YNS – Yes, maestro Giulini of course was my main inspiration. But many aspects of many other conductors have inspired me, in terms of their interaction with the artists. This is what interests me the most. Because it’s so personal! Of course, the genius of someone like Giulini, or the genius of Toscanini, or Bernstein or Karajan, or the genius today of Claudio Abbado, for example, it’s something nobody can imitate. We can be inspired by them but we cannot try to reproduce them. What we can try to reproduce in a way is that kind of interaction with the people. Because for us, conductors, the primary function is of course to be a musician, therefore, to be very true to the composer and the score, but the second most important thing is that we have to make the people around us do their best. The whole trick is how to achieve that, and I’m mostly inspired by people who, in concert, like Abbado or Carlos Kleiber, would leave people extremely free in the performance. But someone like Kleiber, what people don’t always know is that he actually was extremely detailed in rehearsals. He would rehearse a lot in order to achieve that freedom. This is more what I’m trying to do myself.

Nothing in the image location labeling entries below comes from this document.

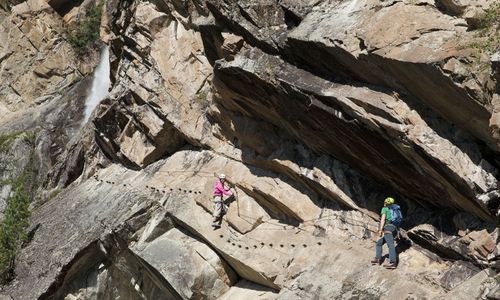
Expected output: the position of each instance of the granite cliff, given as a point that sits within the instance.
(315, 109)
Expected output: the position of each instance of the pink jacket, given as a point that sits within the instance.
(220, 190)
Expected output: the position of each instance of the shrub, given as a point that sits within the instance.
(6, 141)
(86, 32)
(489, 30)
(16, 212)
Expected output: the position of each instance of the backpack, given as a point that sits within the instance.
(396, 215)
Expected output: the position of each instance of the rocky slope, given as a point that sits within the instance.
(316, 111)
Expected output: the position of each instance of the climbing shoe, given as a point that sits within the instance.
(390, 266)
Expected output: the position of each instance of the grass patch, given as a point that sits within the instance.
(84, 33)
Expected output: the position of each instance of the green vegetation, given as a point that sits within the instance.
(6, 141)
(86, 32)
(54, 194)
(489, 30)
(202, 96)
(16, 212)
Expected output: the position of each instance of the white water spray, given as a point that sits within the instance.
(100, 84)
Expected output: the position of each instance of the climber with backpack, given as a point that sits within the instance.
(390, 220)
(220, 207)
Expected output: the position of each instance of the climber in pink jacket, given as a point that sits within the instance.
(220, 208)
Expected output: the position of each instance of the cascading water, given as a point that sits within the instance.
(100, 84)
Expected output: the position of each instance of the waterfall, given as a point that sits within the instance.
(100, 84)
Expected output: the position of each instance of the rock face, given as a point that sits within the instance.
(315, 110)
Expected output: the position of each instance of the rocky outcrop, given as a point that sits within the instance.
(315, 110)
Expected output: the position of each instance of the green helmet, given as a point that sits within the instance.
(389, 201)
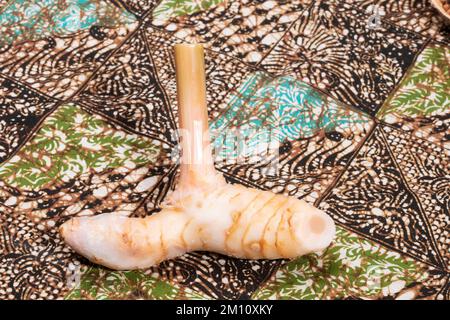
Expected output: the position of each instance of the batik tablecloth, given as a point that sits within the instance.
(358, 92)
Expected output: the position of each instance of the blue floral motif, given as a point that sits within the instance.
(37, 19)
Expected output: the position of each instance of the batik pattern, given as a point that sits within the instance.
(356, 102)
(294, 140)
(352, 267)
(246, 29)
(77, 164)
(21, 109)
(58, 60)
(167, 9)
(101, 284)
(338, 53)
(415, 15)
(421, 104)
(376, 197)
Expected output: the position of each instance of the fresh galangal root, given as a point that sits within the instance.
(204, 212)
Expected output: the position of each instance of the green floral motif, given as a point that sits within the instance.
(272, 110)
(100, 284)
(351, 266)
(70, 143)
(37, 19)
(174, 8)
(425, 90)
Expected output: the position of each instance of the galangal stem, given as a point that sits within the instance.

OL - How did you get into classical music, as a child or teenager?
YNS – My encounter with classical music happened when I was five years old, and was playing the piano. But it’s the combination with the singing in a choir, when I was nine years old, that was the real shock, when I became passionate about it. So, it started very early for me; as a child really, and I already knew that this was my goal in life.
OL – Your parents are not musicians, right?

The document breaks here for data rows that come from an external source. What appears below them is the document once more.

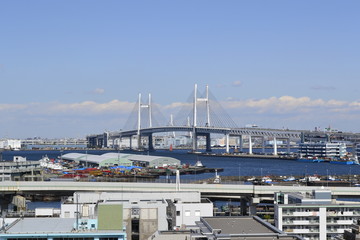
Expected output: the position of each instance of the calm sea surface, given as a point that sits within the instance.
(231, 166)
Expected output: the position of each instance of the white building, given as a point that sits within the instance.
(10, 144)
(314, 215)
(322, 149)
(143, 213)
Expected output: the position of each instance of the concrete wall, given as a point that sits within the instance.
(191, 212)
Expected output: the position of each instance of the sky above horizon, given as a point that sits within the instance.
(72, 68)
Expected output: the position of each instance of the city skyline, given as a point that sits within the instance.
(69, 69)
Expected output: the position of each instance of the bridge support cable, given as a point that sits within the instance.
(275, 146)
(250, 145)
(227, 138)
(263, 144)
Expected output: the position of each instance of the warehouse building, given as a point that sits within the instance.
(120, 159)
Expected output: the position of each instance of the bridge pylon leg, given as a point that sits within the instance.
(194, 140)
(151, 145)
(208, 142)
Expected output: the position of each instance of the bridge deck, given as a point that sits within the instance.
(217, 189)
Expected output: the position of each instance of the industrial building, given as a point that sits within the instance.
(142, 213)
(20, 170)
(228, 228)
(61, 228)
(322, 149)
(120, 159)
(314, 215)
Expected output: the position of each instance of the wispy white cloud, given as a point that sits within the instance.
(236, 83)
(323, 88)
(287, 104)
(99, 91)
(86, 117)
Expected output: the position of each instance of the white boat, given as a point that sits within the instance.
(217, 178)
(266, 179)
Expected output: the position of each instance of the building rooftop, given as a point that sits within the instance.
(237, 225)
(42, 225)
(244, 227)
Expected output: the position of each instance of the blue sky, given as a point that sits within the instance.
(71, 68)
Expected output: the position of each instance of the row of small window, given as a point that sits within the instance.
(187, 213)
(79, 238)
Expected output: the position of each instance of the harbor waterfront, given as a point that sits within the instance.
(232, 166)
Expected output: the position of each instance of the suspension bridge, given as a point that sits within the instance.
(201, 116)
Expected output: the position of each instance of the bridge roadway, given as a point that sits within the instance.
(213, 190)
(279, 133)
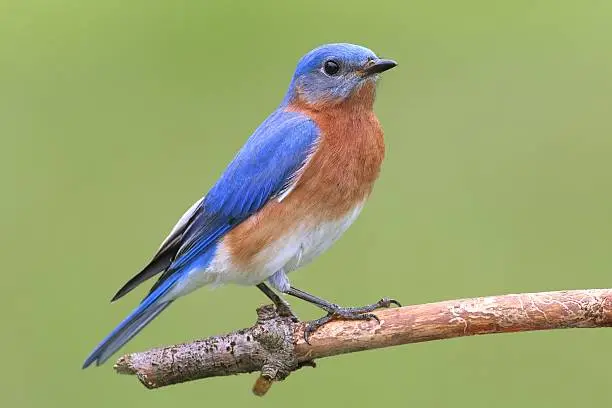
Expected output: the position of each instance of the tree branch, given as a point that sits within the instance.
(275, 345)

YNS – No, no, they are teachers. They love music but they are not musicians.
OL - You are known for physical fitness and even got an endearing nickname by Ms. Joyce DiDonato – “Mighty Mouse” - that makes reference to your physical strength. Does fitness play a significant role in conducting? Is working out at a gym part of your preparation for conducting?
YNS – Oh yeah! (laughs hard). Yes, the fitness happened in my life because when I started to conduct more regularly ten years ago and more often, of course I started to have pains in my shoulder and some back pain, and I visited a few therapists, and they all advised me to just have someone who could help me develop evenly all my muscle structure. Because that is the problem with conducting; one always starts a lot of movements, but they are always the same movements, and it was important for me to get this balance, and eventually in my life it became a good way of resting my brain, concentrating on the body so that sometimes, a few times a week I could forget about music and give myself a little bit of rest for my brain. I think everybody needs that, and this is what fitness has done to me, combined with making sure I don’t get injured. Since I started working out, I never got injured; I was never in pain in my muscles any longer.
OL – Nice! Outside of classical music, what are some of your other interests in life?
YNS – It’s related. Apart from fitness which is my only time away from music, I think I still consider myself as completely dedicated to my art. Of course I have interest in movies like everyone else, in good wine and good food, and I spend a lot of time with my friends and my family; this is very important for me, having some holidays at the beach, you know, nothing very unusual. But even when I am at the beach music is always present somewhere, with some scores, and I’m perfectly happy with this.
OL – Oh wow, we made it through all the questions in the time we had allocated.
YNS – Yes, thank you so much for your good questions.
OL – Thank you for your time, Maestro! Good bye.